Joe Scott is doing what most Princeton coaches haven't had to do in the past 20 years and what, to a certain degree, Penn coach Fran Dunphy loves to do. Tinker. Figure out which combinations work the best, and which players complement each other and form a defensive unit that communicates and switches and an offensive unit that handles the ball with confidence.
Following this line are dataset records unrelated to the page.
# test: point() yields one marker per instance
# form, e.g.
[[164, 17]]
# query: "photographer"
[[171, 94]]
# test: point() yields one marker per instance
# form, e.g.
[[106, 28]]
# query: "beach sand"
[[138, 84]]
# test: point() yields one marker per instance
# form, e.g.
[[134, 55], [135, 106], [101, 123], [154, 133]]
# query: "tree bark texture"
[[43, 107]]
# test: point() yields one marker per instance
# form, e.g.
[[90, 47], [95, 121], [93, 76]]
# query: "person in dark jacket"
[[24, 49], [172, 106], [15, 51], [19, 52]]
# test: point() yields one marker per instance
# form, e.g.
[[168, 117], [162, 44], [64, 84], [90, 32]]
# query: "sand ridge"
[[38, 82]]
With such a young team, it's hard to figure out what combinations make the most sense. The Tigers' early-season record has shown that. On certain nights the Tigers played with precision; on other nights, the wheels fell off the bus, or, put differently, the Tigers would have fared better had the wheels fallen off the bus so that they didn't have to make it to the arena.
The good news is that the Monmouth game is almost a week old, and the odds are that that debacle will remain as the Tigers' low point for the season.
That's good news for Tiger fans.
And bad news for Tiger opponents.
Because reports of the collapse of the once-mighty Princeton basketball tradition are greatly exaggerated.
Patience is a hallmark of the Princeton Offense (even if, as some fans have contended, the Tigers' have been so patient on offense this year that they have become unaggressive at points and haven't been effective).
It isn't always the hallmark of basketball fans.
But it should be, at least for now, for the Princeton faithful.
It will get rewarded, either later this year, or most definitely next.